How can we estimate logarithms with different bases? Take $\log_2 10$ ($1\over\log_{10}2$$\approx3.32192809$) for example. If we convert $10$ to binary, we get $1010_2$. So $\log_21010_2$ can clearly be estimated at between $3$ and $4$ because $\log_21000_2 = 3$ because $1000_2 = 8_{10}$.
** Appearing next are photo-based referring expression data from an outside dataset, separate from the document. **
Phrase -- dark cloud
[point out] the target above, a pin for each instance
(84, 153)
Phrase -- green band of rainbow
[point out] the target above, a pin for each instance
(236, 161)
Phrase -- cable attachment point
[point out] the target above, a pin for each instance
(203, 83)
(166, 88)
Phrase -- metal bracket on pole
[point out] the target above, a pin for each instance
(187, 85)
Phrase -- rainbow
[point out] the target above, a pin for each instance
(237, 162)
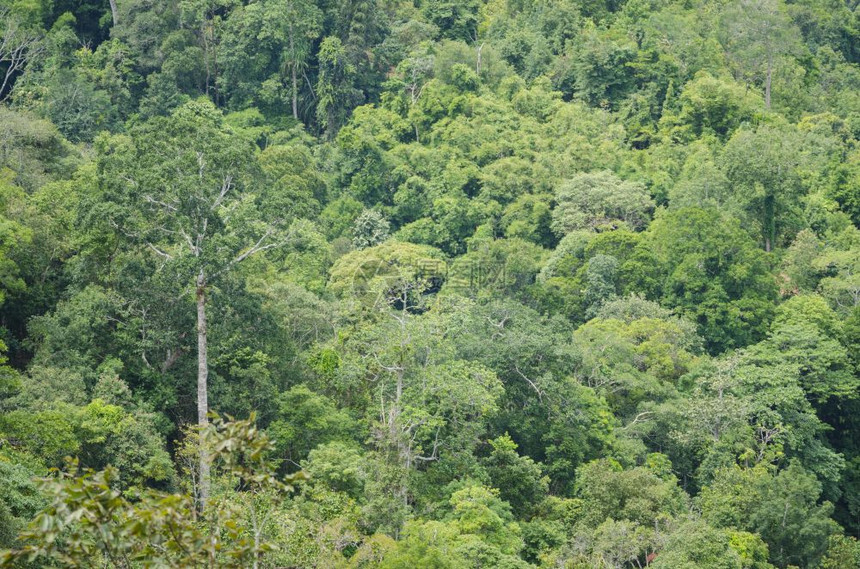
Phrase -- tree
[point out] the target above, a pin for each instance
(758, 32)
(763, 166)
(716, 276)
(593, 200)
(18, 45)
(335, 86)
(100, 526)
(184, 189)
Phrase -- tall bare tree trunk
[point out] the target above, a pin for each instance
(768, 80)
(294, 65)
(113, 11)
(202, 387)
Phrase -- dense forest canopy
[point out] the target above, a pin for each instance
(484, 283)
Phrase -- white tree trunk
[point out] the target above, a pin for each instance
(113, 11)
(202, 387)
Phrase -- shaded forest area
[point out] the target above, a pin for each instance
(482, 283)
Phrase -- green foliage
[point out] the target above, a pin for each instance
(518, 283)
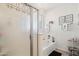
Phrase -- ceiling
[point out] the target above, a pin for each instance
(44, 6)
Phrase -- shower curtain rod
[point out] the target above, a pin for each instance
(30, 6)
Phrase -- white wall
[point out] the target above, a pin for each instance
(61, 36)
(15, 37)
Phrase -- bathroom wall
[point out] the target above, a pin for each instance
(15, 35)
(61, 36)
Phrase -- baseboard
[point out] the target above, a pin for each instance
(62, 50)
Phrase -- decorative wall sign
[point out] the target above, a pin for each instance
(66, 21)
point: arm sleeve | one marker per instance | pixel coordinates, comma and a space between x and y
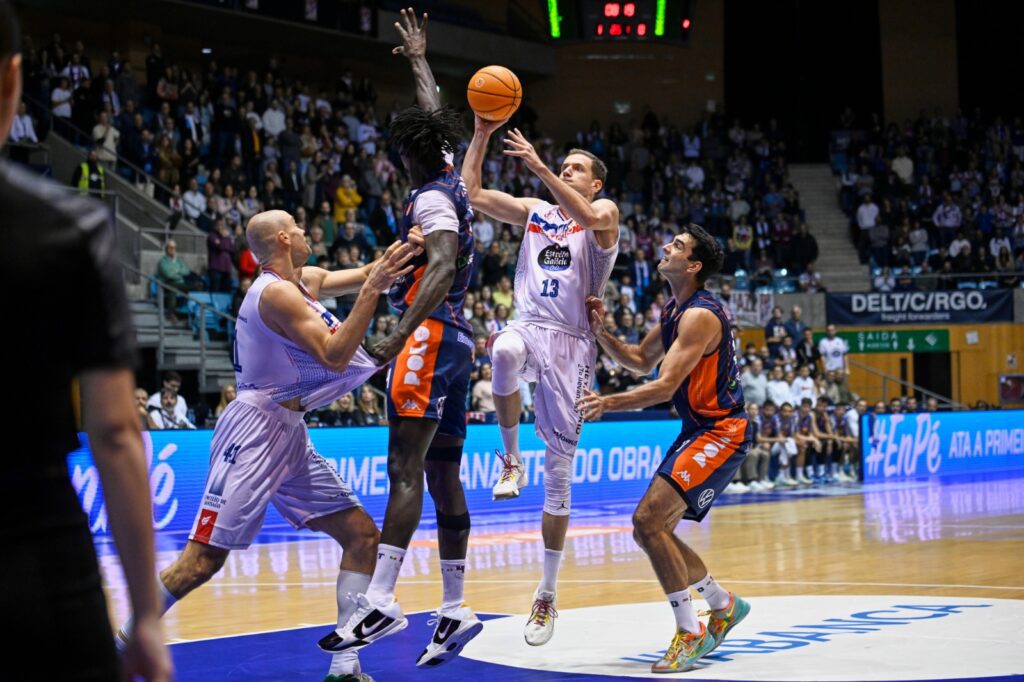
433, 210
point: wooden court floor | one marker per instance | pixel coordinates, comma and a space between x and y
922, 540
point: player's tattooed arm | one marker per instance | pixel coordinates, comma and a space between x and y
414, 46
641, 358
442, 251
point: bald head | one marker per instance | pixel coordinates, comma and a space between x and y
263, 229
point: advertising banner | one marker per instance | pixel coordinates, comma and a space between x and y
613, 461
916, 307
913, 445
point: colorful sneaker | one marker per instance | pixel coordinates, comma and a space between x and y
453, 631
724, 620
367, 625
541, 625
685, 650
513, 477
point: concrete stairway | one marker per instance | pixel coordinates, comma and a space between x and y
838, 261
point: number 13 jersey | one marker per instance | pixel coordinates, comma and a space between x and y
560, 264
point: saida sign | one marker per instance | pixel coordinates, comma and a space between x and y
895, 341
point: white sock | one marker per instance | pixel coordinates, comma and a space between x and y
714, 594
510, 438
686, 617
453, 583
381, 590
124, 634
552, 561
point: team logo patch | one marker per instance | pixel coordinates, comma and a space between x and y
555, 257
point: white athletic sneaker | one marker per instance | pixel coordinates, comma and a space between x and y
367, 625
453, 631
513, 477
541, 625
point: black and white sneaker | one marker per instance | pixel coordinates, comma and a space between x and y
453, 631
367, 625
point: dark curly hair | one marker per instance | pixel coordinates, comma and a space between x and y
426, 136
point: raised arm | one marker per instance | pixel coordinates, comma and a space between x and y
286, 312
498, 205
414, 46
599, 215
641, 358
702, 333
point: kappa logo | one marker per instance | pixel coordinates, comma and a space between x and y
706, 498
416, 360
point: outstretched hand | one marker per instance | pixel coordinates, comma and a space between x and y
414, 35
520, 146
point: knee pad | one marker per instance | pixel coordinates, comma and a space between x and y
557, 482
508, 357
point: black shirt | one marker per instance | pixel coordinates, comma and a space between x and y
67, 312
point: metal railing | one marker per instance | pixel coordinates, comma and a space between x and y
163, 287
888, 379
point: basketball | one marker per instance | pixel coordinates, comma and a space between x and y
495, 93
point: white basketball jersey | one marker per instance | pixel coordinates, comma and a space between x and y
273, 366
560, 264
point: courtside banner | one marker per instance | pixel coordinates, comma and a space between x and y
613, 462
915, 307
913, 445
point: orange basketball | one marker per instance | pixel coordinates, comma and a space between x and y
494, 93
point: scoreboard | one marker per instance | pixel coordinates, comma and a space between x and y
621, 19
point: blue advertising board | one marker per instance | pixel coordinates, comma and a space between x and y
614, 462
902, 446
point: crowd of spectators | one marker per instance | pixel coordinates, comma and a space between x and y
936, 202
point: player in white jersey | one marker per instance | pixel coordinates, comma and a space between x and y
291, 355
566, 255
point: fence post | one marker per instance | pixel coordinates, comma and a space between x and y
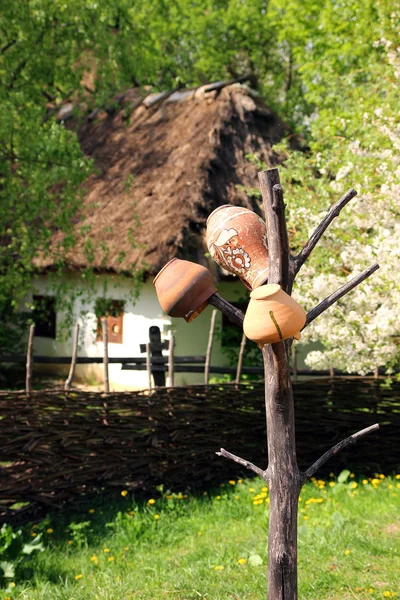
148, 365
240, 360
171, 361
73, 359
209, 347
29, 360
105, 357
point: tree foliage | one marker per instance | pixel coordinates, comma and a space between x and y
331, 69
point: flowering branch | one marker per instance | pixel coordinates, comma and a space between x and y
333, 212
343, 444
345, 289
241, 461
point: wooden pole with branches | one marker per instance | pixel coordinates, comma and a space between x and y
282, 475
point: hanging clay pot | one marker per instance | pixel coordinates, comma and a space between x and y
237, 241
272, 315
183, 288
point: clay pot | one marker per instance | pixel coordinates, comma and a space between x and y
237, 241
272, 315
183, 288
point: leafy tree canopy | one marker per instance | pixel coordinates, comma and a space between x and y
331, 69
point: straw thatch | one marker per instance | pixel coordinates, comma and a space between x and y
163, 168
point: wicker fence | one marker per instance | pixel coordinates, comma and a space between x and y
56, 446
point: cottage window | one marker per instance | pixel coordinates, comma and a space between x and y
44, 316
113, 310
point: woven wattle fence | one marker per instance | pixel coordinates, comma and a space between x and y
54, 446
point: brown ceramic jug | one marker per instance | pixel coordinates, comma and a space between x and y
183, 288
272, 315
237, 241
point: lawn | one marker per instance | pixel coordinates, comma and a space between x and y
214, 546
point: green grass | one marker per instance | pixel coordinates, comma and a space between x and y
185, 548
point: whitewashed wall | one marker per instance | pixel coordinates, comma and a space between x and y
191, 338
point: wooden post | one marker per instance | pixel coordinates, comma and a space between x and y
73, 359
209, 347
105, 356
148, 366
29, 361
240, 360
283, 475
171, 360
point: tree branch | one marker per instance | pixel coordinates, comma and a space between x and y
278, 245
345, 289
343, 444
241, 461
333, 212
234, 314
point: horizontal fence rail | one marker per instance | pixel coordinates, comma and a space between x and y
57, 445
How can we estimate the decimal part?
Edit: The decimal part can be estimated by seeing how close it is to the integer part. See following examples.
More examples:
$\log_3 10_{10} = \log_3101_3 \approx 2 $
$\log_4 10_{10} = \log_422_4 \approx 1.5 $
$\log_510_{10}=\log_520_5\approx1.5$
$\log_610_{10}=\log_614_6\approx1.25$
$\log_{11}10_{10}=\log_{11}A_{11}\approx1$
$\log_{11}100_{10}=\log_{11}91_{11}\approx1.9$
Calculating $\log_21010_2$:
$1010 \to 101.0 \to 10.10 \to 1.010$. Because we did it 3 times, $\log_21010_2\approx3$. Because $.01\approx1/4$ of the way to $1$, $\log_21010_2\approx3.25$
Best Answer
It depends on what you have memorized. For $\log_2 10$, many people know that $\log_{10} 2\approx 0.30103$, so $\log_2 10 = \frac 1{0.30103}=\frac {10}{3}-\frac 13\% \approx 3.32$ where the last $\frac 13\%$ is optional and accounts for the difference between $0.3$ and $0.301$. The correct value is about $0.3322$
Many base $2$ logs are easier because you might know some powers of $2$
For $\log_3 10$ we know $3^2=9$ so it should be a little more than $2$. I think my next step would be to say $3^{2.5}=9*1.732=17.32-1.73=15.59$ As $10$ is about $\frac 17$ of the way from $9$ to $16$ I would add $\frac {0.5}7=0.07$ and say $\log_3 10 \approx 2.07$ The correct value is about $2.10$ Not too bad for a long linear interpolation.
I did play fair and not check the correct result until afterward. These are fairly hard as estimates go. Multiplication and division are much easier as one is more prone to have useful facts memorized. $\ln 10=2.30$ and $\ln 2=0.693$ can be useful, too.